Incorporation (wk7 + 8) Flashcards
(11 cards)
Define and describe the typical acts of a promoter
- Someone involved in setting up a limited company (not a legal term)
- Rausing the idea of forming a company
- Soliciting the interests of others
- Finding directors, shareholders + other investors
- Acquiring business assets (e.g. premises) for use by the new company
- Negotiating business contracts on behalf of the new company
Promoter case: Kelner v Baxter
Facts:
- A group of promoters entered into a contract to purchase alcohol b4 the company was incorporated
- The incorporation was approved but the company failed later on
- The company failed b4 the payment was made but the alcohol had already been consumed
Held: The promoters were personally liable for a contract to purchase wine since the company did not exist at the time of agreement
S.51 Companies Act 2006
Pre-incorporation contracts
- a contract that purports to be made by or on belhalf of the company at a time whre the company has not been formed has effect as the person purporting to act for the company and he is personally liable on the contract for it
Describe Off the shelf companies
- can be purchased by promoters to acquire a company that has already been trading for some time
- The promoter would not be personally liable for any pre-incorporation contracts as the company is already in existence
False misrepresentation case - Edgington v Fitzmaurice
Facts:
- Directors of a business provided a prospectus containing debentures to attrct subscriptions
- They stated the purpose of the debentures was to complete alterations of buildings of the company
- It was later revealed that the money was used to pay off other liabilities
- The company became insolvent and a debenture holder filed a claim for the money he is owed
Held: The defendant had no intention of using the money to expand the company, making it an actionable misrepresentation
Describe the registration of a company
- Documents myst be refistered with the Registrar of Companies at Companies House
- Must prepare forms + pay a fee
- Registers (important docs) must be kept at the registered office of the company (registers of members, directors + company secretary, accounts, minutes of all meetings etc.)
- Choice of name cannot be already in use by others
- Company’s objects + ultra vires doctrine must be filed
Economic Crime + Corporate Transaprency Act 2023
- Companies house now have more power to query infor + ask for evidence
- Stronger checks on company names
- New rules for office addresses (cannot use a PO box address)

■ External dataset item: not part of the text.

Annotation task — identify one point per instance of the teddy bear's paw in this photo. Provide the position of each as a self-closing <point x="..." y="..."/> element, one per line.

- Companies required to supply a email address
- Companies required to confirm they are incorporating for a lawful purpose
- Ability to annotate the register when info appears to be confusing or misleading
Memorandum of Association
- CA 2006 sets it out as a statement of intent of the subscribers to form a company and that they agree to become members of the company, taking at least one share each.
- Limits the no. of shares allowed to be issued; if want to amend this they must get agreement from all shareholders
Articles of Association
A document of the internal constitution of the company, including:
- share capital, certificates and transfer of shares
- meetings
- notices
- proceedings
- votes
- company secretary
- munites
- accounts
- dividends
- directors: appointmentm powers, removal, disqualification and remuneration
Model articles of association
In CA 2006: Standard default articles a company can use and make personal amendments to. i.e. can adopt in part or in total.
Company’s Objects and Ultra Vires Doctrine
s. 31 CA 2006
- a company’s objects are UNRESTRICTED UNLESS expressly limited in its Articles
- If a company’s objects are RESTRICTED in its Articles, director’s face a breach of duty to act within the powers of a company if they act outside the objects without altering it.